High quality evidence suggests home-based crisis intervention increases rates of study retention in the medium term (6-12 months) and reduces family disruption, particularly in the short term compared to standard care. Moderate quality evidence suggests home-based crisis intervention may reduce rates of unsociable behaviour, agitation and disorientation, and may be associated with greater patient and relative satisfaction, and lower family burden compared to standard care.

 

June 2016

Day centres and day hospitals

What are day centres?

Day treatment programs and day hospitals are medically focused community-based units, often described as an intermediary between inpatient and outpatient hospital care. This type of program provides a more engaged, integrated treatment service than traditional outpatient units and incorporate diagnostic, medical/psychiatric, psychosocial, and prevocational treatment services.

What is the evidence for day centre programs?

Moderate to low quality evidence suggests there may be a longer duration of treatment in day hospitals compared to inpatient care. There appears to be no benefit of day hospitals over outpatient care for reducing hospital readmissions.

 

May 2016

Community care

What is community care?

Community care refers to community-based interventions that involve medication, psychosocial treatments, monitoring of clinical progress, and housing and supportive services. These programs encourage patients to establish meaningful relationships, occupations and activities, while also establishing routines at home. Community treatment may also involve involuntary outpatient commitment (compulsory community treatment) to ensure patients receive their necessary treatment.

What is the evidence for community care?

Moderate to high quality evidence suggests no differences between compulsory and voluntary community care in the number of hospital readmissions. Lower quality evidence also suggests no differences in the number of bed days, symptom severity or functioning. However, community care may  provide some benefit over standard care for improving treatment adherence, and may provide benefit in low and middle income countries for improving symptoms and disability, and for reducing relapse rates.

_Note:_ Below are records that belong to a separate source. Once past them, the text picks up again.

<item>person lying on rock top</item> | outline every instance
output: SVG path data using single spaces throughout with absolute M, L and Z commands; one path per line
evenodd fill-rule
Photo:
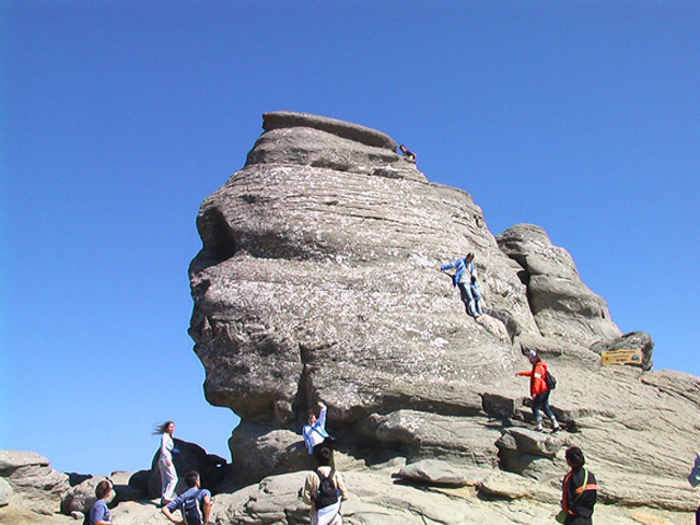
M 107 500 L 112 495 L 112 483 L 106 479 L 103 479 L 95 487 L 95 501 L 90 509 L 88 515 L 89 525 L 116 525 L 109 516 L 109 509 L 107 509 Z
M 412 151 L 408 151 L 404 144 L 399 145 L 398 149 L 401 152 L 401 155 L 404 155 L 411 162 L 416 162 L 416 153 L 413 153 Z
M 547 382 L 545 381 L 545 376 L 547 375 L 547 365 L 541 359 L 539 359 L 539 355 L 535 350 L 529 351 L 527 359 L 533 365 L 533 370 L 528 372 L 517 372 L 515 375 L 529 376 L 529 394 L 533 396 L 533 415 L 537 420 L 537 427 L 535 427 L 535 430 L 539 432 L 542 431 L 541 409 L 545 411 L 547 417 L 551 419 L 552 432 L 558 432 L 561 430 L 561 427 L 559 425 L 555 413 L 551 411 L 551 408 L 549 408 L 550 390 L 547 387 Z
M 477 285 L 477 275 L 474 268 L 474 254 L 469 252 L 466 257 L 457 259 L 454 262 L 447 262 L 441 266 L 438 271 L 445 271 L 451 268 L 455 269 L 452 276 L 452 284 L 459 288 L 462 302 L 467 308 L 467 313 L 476 318 L 483 315 L 481 310 L 481 294 Z
M 306 475 L 302 497 L 311 505 L 311 525 L 342 525 L 341 501 L 348 499 L 348 491 L 340 472 L 330 466 L 332 452 L 322 447 L 318 468 Z
M 188 489 L 163 506 L 162 512 L 173 523 L 184 525 L 207 525 L 211 513 L 211 492 L 201 488 L 199 472 L 191 471 L 185 475 Z M 183 520 L 175 517 L 173 512 L 180 510 Z

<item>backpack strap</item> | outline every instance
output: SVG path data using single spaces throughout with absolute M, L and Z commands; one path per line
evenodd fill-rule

Barriers to feasibility of community care in low and middle  income countries include low education, lack of caregivers, resource constraints, and other logistical issues. Barriers to acceptability include fear of stigma and  lack of appreciation of intervention benefits. Facilitators of acceptability include satisfaction with, and appropriateness of, interventions, increased participation rates, and health worker characteristics (e.g. knowledge, trustworthiness, fluency in local  dialects, listening skills).